The amount of code is not always a good sign of how much will happen in the runtime. It has been confirmed that this all used to optimize away but now fails to do so.

1 Like

Fair enough, but I remember coming to the conclusion that in many cases this would not be a no-op (it’s been quite a while since I’ve looked at it carefully, so maybe I don’t know what I’m talking about).

I don’t ever remember a time when there weren’t problems with this though, at what point did it get broken?

Even if true, this does not make a Base.unsafe_reinterpret obsolete. Alone the fact that
y? reinterpret(some_T, x): something::Array{some_T} is now type-unstable makes it necessary to sometimes really reinterpret memory regions, not julia objects. And the old reinterpret code is perfectly fine for this job, and so much better than unsafe_wrap hacks that will break on first contact with arrays that have nonzero offset.

Having an unsafe_reinterpret that is basically just a safe copy of an unsafe_wraped array does seem like it would be a useful thing. Basically my current workaround of the reinterpret slowness is to do this by default, but also to allow views of unsafe_wraped arrays when it is guaranteed safe.
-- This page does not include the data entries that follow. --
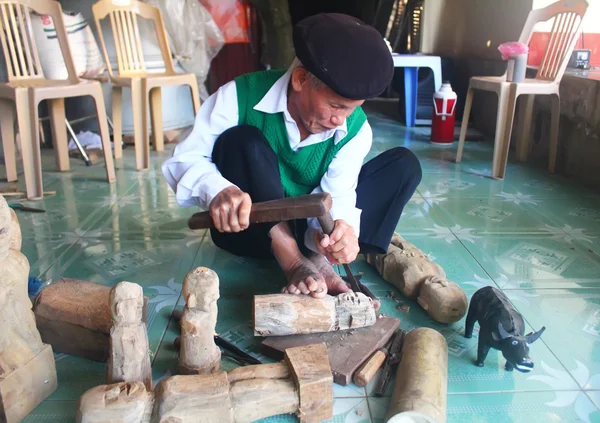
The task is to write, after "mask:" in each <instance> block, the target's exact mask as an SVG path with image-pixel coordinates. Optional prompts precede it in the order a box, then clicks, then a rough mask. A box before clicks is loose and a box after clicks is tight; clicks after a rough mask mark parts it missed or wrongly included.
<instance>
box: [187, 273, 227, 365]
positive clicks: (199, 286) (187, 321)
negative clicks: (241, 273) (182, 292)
mask: <svg viewBox="0 0 600 423" xmlns="http://www.w3.org/2000/svg"><path fill="white" fill-rule="evenodd" d="M183 297H184V298H185V302H186V305H185V308H184V310H183V316H182V318H181V348H180V350H179V373H180V374H186V375H190V374H202V373H211V372H214V371H217V370H219V368H220V367H221V350H220V349H219V347H217V345H216V344H215V341H214V335H215V326H216V324H217V300H218V299H219V277H218V276H217V274H216V273H215V272H214V271H212V270H210V269H207V268H206V267H198V268H196V269H193V270H192V271H190V272H189V273H188V274H187V275H186V277H185V279H184V281H183Z"/></svg>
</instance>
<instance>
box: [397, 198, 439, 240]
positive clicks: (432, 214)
mask: <svg viewBox="0 0 600 423" xmlns="http://www.w3.org/2000/svg"><path fill="white" fill-rule="evenodd" d="M436 225H438V226H439V225H442V226H444V225H445V224H444V222H443V220H442V217H441V216H440V215H439V214H438V213H437V212H436V211H435V210H433V207H432V206H431V205H430V204H429V202H428V201H427V200H426V199H425V198H424V197H423V196H421V195H420V194H417V195H415V196H413V198H412V199H411V200H410V201H409V202H408V204H406V206H404V210H403V211H402V216H401V217H400V221H399V222H398V226H397V228H396V229H397V232H399V233H402V234H428V233H429V232H428V229H430V228H434V227H435V226H436Z"/></svg>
After you unsafe_wrap an array it is indistinguishable from a “proper” array. That’s what the old reinterpret does. But a one-liner that grabs the pointer and unsafe wraps it is not optimal: In principle you should handle offsets, lock arrays against resizing and possibly handle other array flags. Views of unsafe_wrap arrays are OK by default. Consider:

julia> zz=[];
       for i=1:50_000
       n=rand(1:30)
       A=zeros(UInt32,n*n+1);
       deleteat!(A,1);
       #B=unsafe_wrap(Array,pointer(A),(n,n))
       B=reinterpret(UInt32,A,(n,n))
       push!(zz,B);
       (i%1000 == 0)&& gc()
       end;
julia> all(iszero.(zz))
true

julia> zz=[];
       for i=1:50_000
       n=rand(1:30)
       A=zeros(UInt32,n*n+1);
       deleteat!(A,1);
       B=unsafe_wrap(Array,pointer(A),(n,n))
       #B=reinterpret(UInt32,A,(n,n))
       push!(zz,B);
       (i%1000 == 0)&& gc()
       end;

julia> all(iszero.(zz))
false

edit: So we see that we corrupted memory in the second variant (all on 0.62). Expecting users to handle these subtleties is slightly harsh, imo.

https://github.com/JuliaLang/julia/pull/27213

19 Likes

You are the man! Thank you so much Keno!